A queda de Saigon, em 1975, coroou a vitória do exército norte-vietnamita e a unificação do país sob o jugo comunista, após mais de dez anos de envolvimento americano no conflito. Os Estados Unidos já haviam reduzido sua presença no Vietnã, mas a evacuação de Saigon, enquanto os comunistas entravam na cidade, deu à retirada os contornos de uma derrota e produziu as imagens para simbolizá-la.

Os Estados Unidos não cumpriram sua missão no Vietnã, e por isso podem ser considerados derrotados. Blinken diz que o caso do Afeganistão é diferente, porque lá os objetivos iniciais foram alcançados. “Nós fomos ao Afeganistão 20 anos atrás com uma missão, e essa missão era lidar com o pessoal que nos atacou em 11 de setembro — e nós fomos bem sucedidos nessa missão."

Sim, os Estados Unidos bombardearam o Afeganistão em outubro de 2001 e depois ocuparam o país como resposta aos ataques terroristas de 11 de setembro daquele ano. O regime do Talibã abrigava a rede terrorista Al Qaeda, de Osama Bin Laden, que os americanos passaram a caçar — mas que só foi morto dez anos depois, em um esconderijo no Paquistão.

A Guerra ao Terror se estendeu por mais de uma década, e justificou intervenções militares americanas bem menos justificáveis, como o do Iraque, a partir de 2003 — que em vez de reduzir, aumentou a ameaça do terrorismo islâmico no mundo.

O perigo terrorista hoje de fato é menor do que quando os Estados Unidos invadiram o Afeganistão e derrubaram o Talibã. A Al Qaeda, por exemplo, foi em grande medida desmantelada.

Mas o retorno do Talibã ao poder renova o risco de que o país volte a ser uma base para grupos terroristas. Desde que Biden confirmou a retirada americana este ano, jihadistas da Síria, do Paquistão e da Líbia começaram a chegar ao país, aproveitando o avanço do Talibã.

Além disso, não é verdade que os Estados Unidos tinham apenas uma missão no Afeganistão, a de combater o terrorismo. Os americanos engajaram-se em um projeto de construção de nação, ou seja, de transformar um país atrasado, miserável e submetido a uma ideologia e um cotidiano repressivos em uma democracia em que os direitos de certos grupos da população, como as mulheres, fossem respeitados.

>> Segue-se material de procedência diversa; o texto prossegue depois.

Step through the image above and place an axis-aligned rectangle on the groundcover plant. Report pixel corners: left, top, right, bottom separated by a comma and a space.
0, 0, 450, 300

Com efeito, as meninas puderam voltar às escolas e práticas medievais foram abolidas, como o apedrejamento até a morte de pessoas que fizessem sexo fora do casamento. Mas esses direitos não eram garantidos em todas as regiões do país e, de resto, a empreitada americana fracassou.

Biden sempre defendeu a retirada americana do Afeganistão, inclusive quando era vice-presidente de Barack Obama. Nisso, tinha a concordância do ex-presidente Donald Trump.

Trump reconheceu o fracasso da empreitada no Afeganistão e iniciou um processo de negociação com o Talibã, que pressupunha a retirada das tropas americanas e manutenção do governo afegão e dos direitos conquistados pela população.

A promessa de Trump era retirar as tropas até maio deste ano. Biden mudou os planos, unilateralmente estabelecendo como prazo 11 de setembro — depois antecipado para o final deste mês. O Talibã entendeu isso como uma violação do acordo feito com Trump, e iniciou sua campanha militar para tomar o país.

É bastante provável que o poder teria voltado às mãos do Talibã mesmo se o plano de retirada estabelecido por Trump tivesse sido mantido. Os fundamentalistas apenas aguardariam o melhor momento para fazer o seu avanço militar.

Mas a maneira como isso ocorreu, tão rápido e tão nas barbas dos americanos, que simplesmente continuaram batendo em retirada enquanto o Talibã avançava, tomando capital por capital de província, dá ao episódio os contornos de primeira grande derrota externa de Joe Biden.

Cabul é a Saigon do presidente democrata.